On Jan. 7, 2013, American anime convention news site AnimeCons.com released a breakdown of attendance numbers at anime conventions held in North America in 2012.
One topic of note was the disappearance from the list of the New York Anime Festival--a previous top 5 contender for attendance numbers--since it became part of New York Comicon in 2012. However, on the whole, the number of anime conventions has been on the rise, with AnimeCons.com’s reports showing 449 events being held, an increase of 53 from 2011’s 396.
The growing number of anime conventions is also reflected in the expanding number of convention attendees themselves. Many of the large-scale conventions are reporting higher attendance numbers, with LA’s Anime Expo, North America’s largest convention, topping the list at 49,400, its highest ever turnout.
Ranked number 2 in attendance numbers was Otakon at 32,724 people. Held in the Washington, D.C. area, and drawing a large number of students, Otakon is building a popularity on the East Coast on par with Anime Expo. Following Otakon are events with attendees in the twenty-thousand range, including Anime Central (Chicago) with 24,316 attendees, Anime North (Toronto) with 22,385, Anime Boston (Boston) with 22,065, A-Kon (Dallas) with 21,982, Sakura-Con (Seattle) with 20,214 and FanimeCon (San Jose) with about 21,000.
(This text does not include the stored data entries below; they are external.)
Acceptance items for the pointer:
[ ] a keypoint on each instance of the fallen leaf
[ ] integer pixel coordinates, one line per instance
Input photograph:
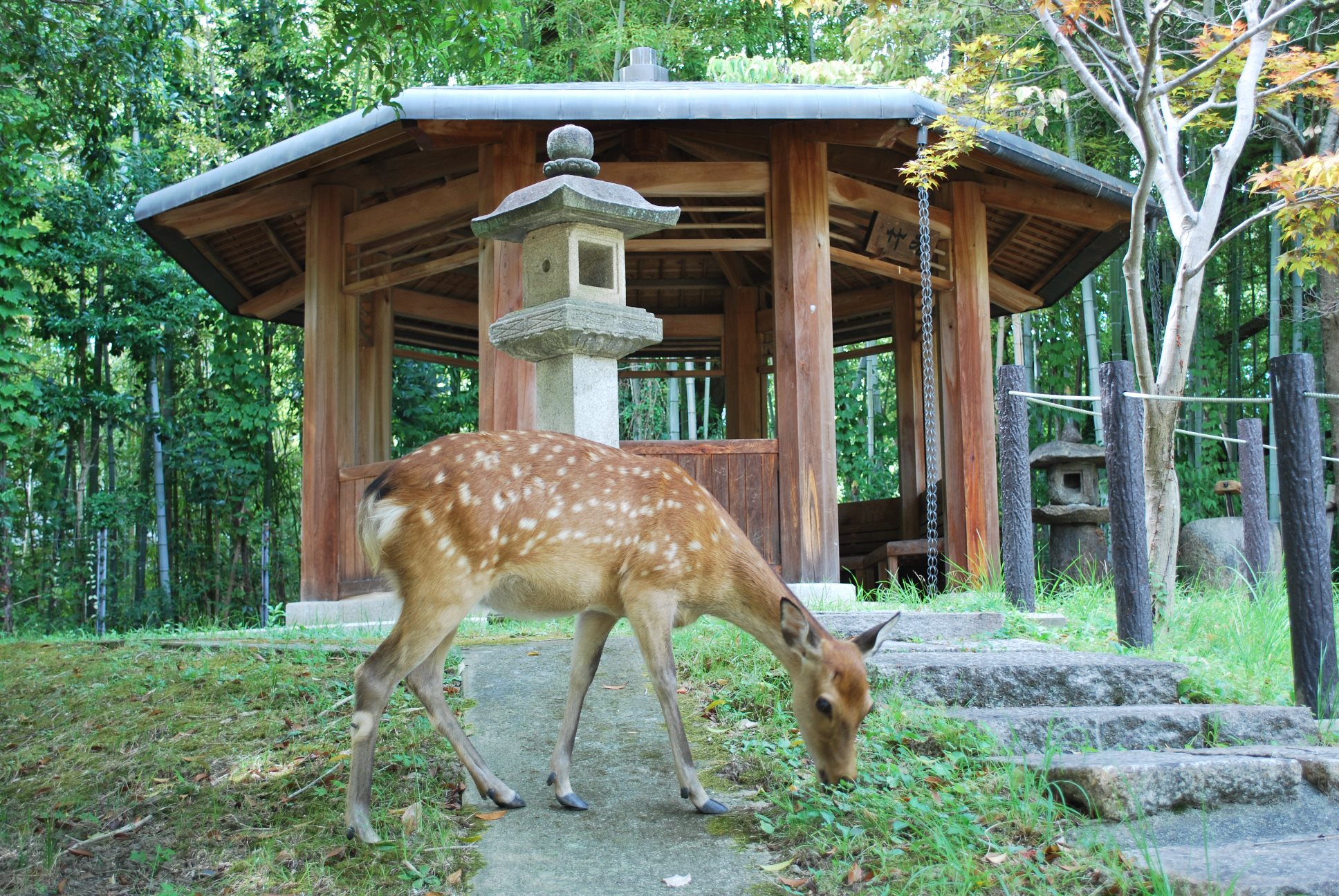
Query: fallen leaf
(412, 819)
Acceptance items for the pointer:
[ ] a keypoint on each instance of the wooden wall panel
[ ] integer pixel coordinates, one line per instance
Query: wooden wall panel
(804, 344)
(506, 384)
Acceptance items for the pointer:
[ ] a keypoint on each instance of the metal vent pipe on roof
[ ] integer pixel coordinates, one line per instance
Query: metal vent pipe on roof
(643, 64)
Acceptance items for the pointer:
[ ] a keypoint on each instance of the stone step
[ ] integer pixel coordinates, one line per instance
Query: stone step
(1027, 678)
(1038, 729)
(924, 626)
(1120, 785)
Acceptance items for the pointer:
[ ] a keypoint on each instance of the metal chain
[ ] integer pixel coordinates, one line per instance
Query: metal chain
(928, 384)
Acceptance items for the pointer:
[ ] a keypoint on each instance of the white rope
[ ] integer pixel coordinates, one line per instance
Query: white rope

The Japanese anime and manga industry in North America took a steep downturn during the second half of the 2000s. Nevertheless, anime conventions have oddly been experiencing a sudden growth within the same period of time.
For example, in 2006, considered the peak of the anime business, both Anime Expo and Otakon had fewer people in attendance than they do now, at 40,647 and 22,302, respectively. Additionally, the six conventions with numbers in the twenty-thousand range in 2012 all had attendance numbers from 10,000 to 12,500 people in 2006. In short, the conventions in many major urban areas have doubled their attendance.
Likely to be an indicator of 2013’s overall attendance numbers, a convention to watch this year is the first ever Japan Expo USA, being held in August in Santa Clara, just outside of San Francisco. This event is being organized by the American branch of SEFA Event, which managed the 2012 Paris Japan Expo that drew 21,000 attendees. With French management and a glimpse into the attendance trends of subsequent North American anime conventions, it should be an interesting convention.